Money is always the obstacle.
We either don’t make enough, or we spend too much trying to make ourselves happy, or at least happy enough to continue on wishing we had more.
No matter the circumstance, there has always been a time (usually when sitting in traffic on the way to work) when we’ve wanted to chuck it all and quit our drudge of a desk job. It’s a nice daydream isn’t it? Just imagine: Wouldn’t it be nice to do what you really want to do instead of what you’re supposed to do, or what you have to dFo?
These questions are the topic of a video narrated by the late author Alan Watts. Watts, a native of London, became fascinated with Far Eastern life at a young age. After a short stint as an Episcopal priest in Chicago, he left the church to focus on Asian studies. His studies led him to Zen Buddhism, which he wrote and spoke extensively about.
Watts’ worldview changed radically with his immersion in Zen philosophy. The video “What If Money Was No Object” is one in a series of audio lectures he recorded before his passing in 1973.
One of the main points of this talk is the futility of earning a college degree simply as a way to earn money, just like you would get some personal $10000 loans 24/7 application processing or some long term installment loans approved. Watts speaks of a situation involving graduating students who come to him for career advice, during a time when he worked as a vocational counselor.

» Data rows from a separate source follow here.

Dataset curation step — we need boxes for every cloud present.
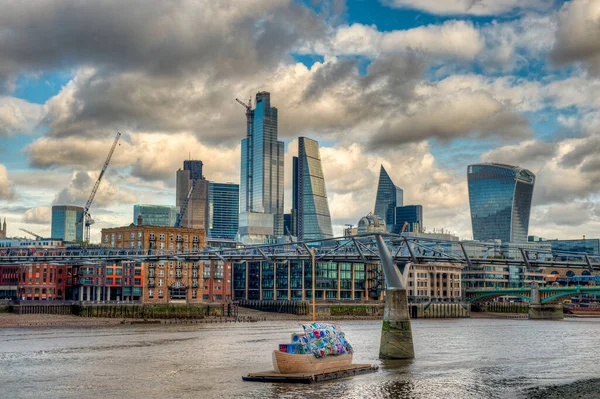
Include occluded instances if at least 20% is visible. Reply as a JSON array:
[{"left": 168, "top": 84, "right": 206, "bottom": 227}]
[
  {"left": 0, "top": 96, "right": 42, "bottom": 138},
  {"left": 385, "top": 0, "right": 555, "bottom": 16},
  {"left": 297, "top": 21, "right": 484, "bottom": 60},
  {"left": 0, "top": 164, "right": 17, "bottom": 200},
  {"left": 21, "top": 206, "right": 52, "bottom": 224},
  {"left": 53, "top": 172, "right": 137, "bottom": 208},
  {"left": 550, "top": 0, "right": 600, "bottom": 76}
]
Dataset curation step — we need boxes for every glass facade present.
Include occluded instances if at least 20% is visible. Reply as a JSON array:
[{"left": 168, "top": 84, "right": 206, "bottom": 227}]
[
  {"left": 392, "top": 205, "right": 423, "bottom": 234},
  {"left": 240, "top": 92, "right": 284, "bottom": 241},
  {"left": 294, "top": 137, "right": 333, "bottom": 240},
  {"left": 133, "top": 205, "right": 177, "bottom": 227},
  {"left": 233, "top": 260, "right": 370, "bottom": 301},
  {"left": 374, "top": 165, "right": 404, "bottom": 232},
  {"left": 175, "top": 160, "right": 208, "bottom": 231},
  {"left": 467, "top": 163, "right": 535, "bottom": 242},
  {"left": 208, "top": 182, "right": 240, "bottom": 240},
  {"left": 52, "top": 205, "right": 84, "bottom": 241}
]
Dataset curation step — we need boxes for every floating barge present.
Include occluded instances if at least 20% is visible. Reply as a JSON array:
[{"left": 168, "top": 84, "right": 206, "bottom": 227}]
[{"left": 242, "top": 364, "right": 379, "bottom": 384}]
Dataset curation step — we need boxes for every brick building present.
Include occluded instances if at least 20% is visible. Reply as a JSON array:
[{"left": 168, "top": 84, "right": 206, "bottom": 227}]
[{"left": 102, "top": 223, "right": 205, "bottom": 303}]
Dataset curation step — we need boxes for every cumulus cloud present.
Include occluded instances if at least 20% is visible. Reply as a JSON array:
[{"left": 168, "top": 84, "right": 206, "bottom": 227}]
[
  {"left": 299, "top": 21, "right": 484, "bottom": 60},
  {"left": 0, "top": 97, "right": 42, "bottom": 137},
  {"left": 0, "top": 164, "right": 17, "bottom": 200},
  {"left": 551, "top": 0, "right": 600, "bottom": 75},
  {"left": 21, "top": 206, "right": 52, "bottom": 224},
  {"left": 53, "top": 172, "right": 137, "bottom": 208},
  {"left": 385, "top": 0, "right": 555, "bottom": 16}
]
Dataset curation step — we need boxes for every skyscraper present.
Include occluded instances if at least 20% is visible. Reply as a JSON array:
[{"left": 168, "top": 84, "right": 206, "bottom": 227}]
[
  {"left": 52, "top": 205, "right": 84, "bottom": 241},
  {"left": 239, "top": 91, "right": 284, "bottom": 243},
  {"left": 293, "top": 137, "right": 333, "bottom": 240},
  {"left": 208, "top": 182, "right": 240, "bottom": 240},
  {"left": 374, "top": 165, "right": 404, "bottom": 232},
  {"left": 176, "top": 160, "right": 208, "bottom": 232},
  {"left": 133, "top": 204, "right": 178, "bottom": 227},
  {"left": 392, "top": 205, "right": 423, "bottom": 234},
  {"left": 467, "top": 163, "right": 535, "bottom": 242}
]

Watts’ first question to the students is, “What would you like to do if money were no object?” The reply was usually, “Well, I’d like to be an artist/painter/writer/….” Watts then turns the conversation back to the point, “You can’t earn any money that way.” What Watts is looking for is an admission from the student that they are only looking for a way to earn money.
The most important point of Watts’ talk is to “do what you really want to do, and money be damned.” His scathing indictment of “working solely for money” is that the chase for riches will cause one to end up working in a job that they don’t like, for their entire life. In his words, “It’s stupid!”
Ultimately, Watts does come back around to earning money. But his advice for earning a living is a much more creative, and satisfying way of doing it. The basic premise is, “Do something you love doing, become extremely good at doing it, then charge a fee for doing it.” Earn money while you do something you love to do.
The importance of Watts interpretation of Zen philosophy, as it relates to our goal-oriented, get ahead world, is refreshing. Yes, money is an object and we all need to take practicalities and realities into account. However, it is worth thinking about and exploring if there may be ways to earn a living that won’t destroy your soul, or your spirit.